Friday, July 23, 2010

The Ultimate Theory of Everything

Not our name.... Yet, this was the operating concept behind a body of theory of potential relevance to librarianship. It comes far afield from the realm of military strategy. Librarians have little to do with guns, bombs, and airplanes; probably the closest approach to this realm would be encounters with government agents attempting to enforce the Patriot Act against which the principles of our profession tend to align us in opposition. However, librarianship now, as seen in our discussion of the future, has everything to do with issues of survival. For this reason and out of a posture of free inquiry, it behooves us to look at whatever may be useful to the profession.

To understand the theory, it is important to understand the creator. This person was John R. Boyd, an Air Force officer who is virtually unknown. He began his career as a self-proclaimed "Top Gun" style fighter pilot after the Korean War who had a standing bet that any opponent starting out on the tail (dominant) position on his aircraft would have his role reversed within 40 seconds. He never lost. After completing the definitive tactical manual for air combat, he moved on to make major contributions to the design of the F-15 and F-16 fighter planes which have played a dominant role in national defense for the last decades. His ideas continued to evolve beyond aerial warfare to grapple with the very foundations of military theory. Along the way, his naturally abrasive personality grew positively eccentric. Already disliked by the Air Force for interfering with their airplane designs (though they embraced his results), Boyd took to roaming the Pentagon in a tattered bathrobe and slippers. For almost no reason at all, he was capable of collaring four star generals and shouting criticisms in their face in a shower of spittle. His profane fighter pilot's language would make secretaries weep, and his own supporters speculated that he "did not have both oars in the water." Yet out of his ruminations grew a body of theory of conflict in any form, and some hints suggest that his ideas were fundamental to the fabulous success of the U.S. military in its two Gulf Wars (in military terms anyway). At Boyd's funeral in 1997, the Air Force from whom he was almost completely estranged contributed 11 minutes to his eulogy. Nevertheless, the work of this shadowy figure on survival deserves the attention of librarians facing an uncertain future in a competitive environment.
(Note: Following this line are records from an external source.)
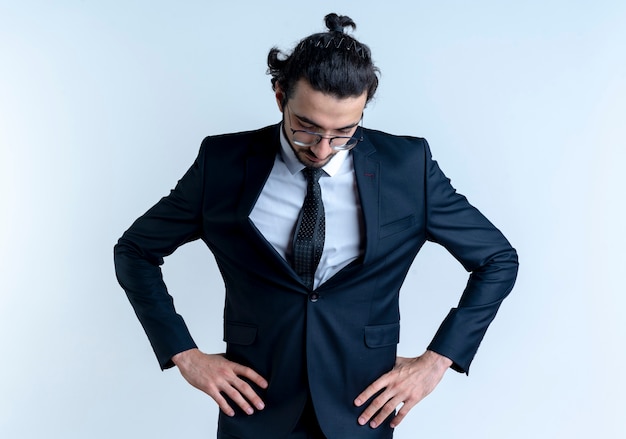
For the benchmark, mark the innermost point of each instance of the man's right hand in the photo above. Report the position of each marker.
(214, 375)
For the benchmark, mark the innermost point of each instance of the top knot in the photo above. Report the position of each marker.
(337, 23)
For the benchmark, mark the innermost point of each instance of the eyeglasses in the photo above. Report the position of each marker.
(307, 138)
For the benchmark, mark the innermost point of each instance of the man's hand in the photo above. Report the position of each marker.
(410, 381)
(214, 375)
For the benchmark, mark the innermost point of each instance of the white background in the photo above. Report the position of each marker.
(103, 106)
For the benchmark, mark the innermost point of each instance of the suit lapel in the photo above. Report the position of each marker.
(259, 164)
(367, 172)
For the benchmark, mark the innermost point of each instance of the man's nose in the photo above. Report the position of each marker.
(323, 148)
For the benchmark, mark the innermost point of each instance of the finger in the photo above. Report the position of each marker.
(384, 413)
(248, 392)
(404, 410)
(371, 390)
(251, 374)
(235, 395)
(373, 408)
(223, 404)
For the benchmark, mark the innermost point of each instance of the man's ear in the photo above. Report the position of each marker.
(280, 96)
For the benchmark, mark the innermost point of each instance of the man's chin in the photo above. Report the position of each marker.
(309, 162)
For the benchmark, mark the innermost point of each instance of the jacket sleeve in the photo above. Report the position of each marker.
(482, 250)
(138, 255)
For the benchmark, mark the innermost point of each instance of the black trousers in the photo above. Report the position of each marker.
(306, 428)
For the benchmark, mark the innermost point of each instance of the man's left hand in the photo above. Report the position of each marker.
(410, 381)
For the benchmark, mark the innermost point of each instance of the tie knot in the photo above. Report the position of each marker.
(312, 175)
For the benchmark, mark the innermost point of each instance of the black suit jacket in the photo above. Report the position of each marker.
(338, 339)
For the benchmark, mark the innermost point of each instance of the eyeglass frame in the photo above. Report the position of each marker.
(330, 139)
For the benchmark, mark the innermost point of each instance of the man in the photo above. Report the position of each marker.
(314, 224)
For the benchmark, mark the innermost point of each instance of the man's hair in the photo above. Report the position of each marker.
(332, 62)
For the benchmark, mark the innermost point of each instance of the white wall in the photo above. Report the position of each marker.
(103, 106)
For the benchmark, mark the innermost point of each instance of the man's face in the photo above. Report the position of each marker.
(317, 112)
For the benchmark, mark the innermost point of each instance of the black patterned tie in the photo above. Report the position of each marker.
(308, 241)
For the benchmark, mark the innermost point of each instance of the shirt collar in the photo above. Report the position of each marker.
(294, 165)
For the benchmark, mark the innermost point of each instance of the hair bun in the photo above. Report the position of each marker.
(336, 23)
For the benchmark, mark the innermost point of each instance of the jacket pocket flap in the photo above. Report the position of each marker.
(239, 333)
(377, 336)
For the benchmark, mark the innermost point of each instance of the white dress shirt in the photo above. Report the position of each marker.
(277, 208)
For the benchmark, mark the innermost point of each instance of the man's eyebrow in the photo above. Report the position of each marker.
(310, 122)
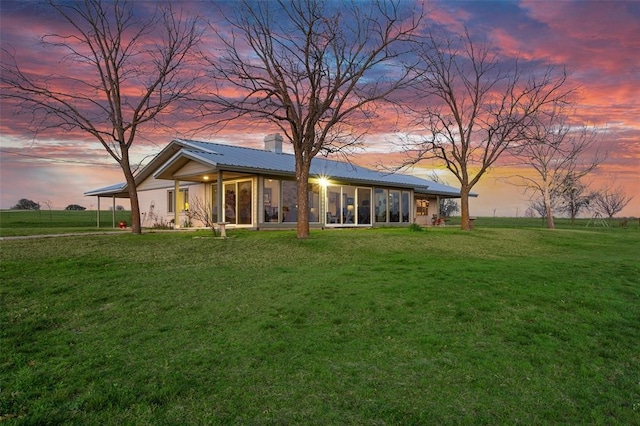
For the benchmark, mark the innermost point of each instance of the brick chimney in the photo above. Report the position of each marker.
(273, 143)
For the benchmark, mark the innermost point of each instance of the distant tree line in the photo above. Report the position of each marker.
(26, 204)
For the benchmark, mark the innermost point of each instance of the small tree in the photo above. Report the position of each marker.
(610, 201)
(202, 211)
(118, 72)
(575, 197)
(472, 107)
(25, 204)
(559, 155)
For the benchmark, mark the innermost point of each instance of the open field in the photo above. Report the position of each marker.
(366, 327)
(34, 222)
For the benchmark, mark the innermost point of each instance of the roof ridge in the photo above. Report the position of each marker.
(232, 146)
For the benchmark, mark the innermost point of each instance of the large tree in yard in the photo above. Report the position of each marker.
(314, 69)
(471, 106)
(118, 71)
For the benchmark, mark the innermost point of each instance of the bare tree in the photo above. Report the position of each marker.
(610, 200)
(472, 107)
(538, 206)
(123, 72)
(49, 205)
(448, 206)
(314, 69)
(202, 211)
(559, 154)
(574, 196)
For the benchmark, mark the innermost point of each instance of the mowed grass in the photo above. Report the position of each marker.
(363, 327)
(35, 222)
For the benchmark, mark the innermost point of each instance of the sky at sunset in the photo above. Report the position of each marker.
(597, 41)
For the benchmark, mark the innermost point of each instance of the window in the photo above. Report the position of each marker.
(422, 207)
(271, 200)
(380, 200)
(364, 206)
(238, 203)
(348, 205)
(394, 206)
(171, 200)
(405, 206)
(289, 201)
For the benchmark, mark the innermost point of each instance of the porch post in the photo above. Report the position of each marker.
(220, 189)
(178, 203)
There is no definitive written record of Boyd's ideas. They were delivered in idiosyncratic and near incomprehensible slide presentations lasting up to 13 hours. Only smaller, suggestive documents and secondary sources remain. The basis of his theory was three scientific concepts: 1) Goedel's Incompleteness Theorem 2) Heisenberg's Uncertainty Principle and 3) Entropy and the Second Law of Thermodynamics. From these he reasoned that any organization exists in an infinitely complex and dynamic universe. Thus, no organization can encompass within itself all the tools necessary to deal with the challenges it will encounter. To survive, the organization must continually adapt to its environment through a procedure which became formalized as the Observation, Orientation, Decision, Action Loop (OODA). In terms of the airplanes which were Boyd's original subject, the observation step involved perceiving a threat. The orientation step called for formulating a list of options for response--attack or flee, in which direction, and how. The decision step required choosing an option, and the final step was to execute it. With this formalism, the criteria for success was found to correlate almost exclusively with the SPEED with which the organization cycled through this process. In the airplane example, success did not depend on the speed, turning radius, range or any physical quality of the airplane nor the level of training, eyesight or particular attribute of the pilot, as one might suppose, but on the speed at which the system of pilot and airplane could run the decision cycle. The power of this theory lay in its broad application to any sufficiently defined organization whether it was the entire Marine Corps which formulated a new doctrine of maneuver based on this system, the entire military forces of the United States, or companies in the business world or sports teams all of which have found notable success with these ideas. The rhetoric surrounding the theory is more pervasive than one might realize. When former Secretary of State Colin Powell called for "getting inside the decision cycle" of terrorists following 9/11, he was virtually quoting Boyd's ideas.

So, the message for libraries to consider as they organize for the future is clear: Survival depends on the speed of decision cycling.

Boyd, J.R., 1976. Destruction and Creation.

Coram, R., 2002. Boyd: The Fighter Pilot Who Changed the Art of War. Little, Brown, New York.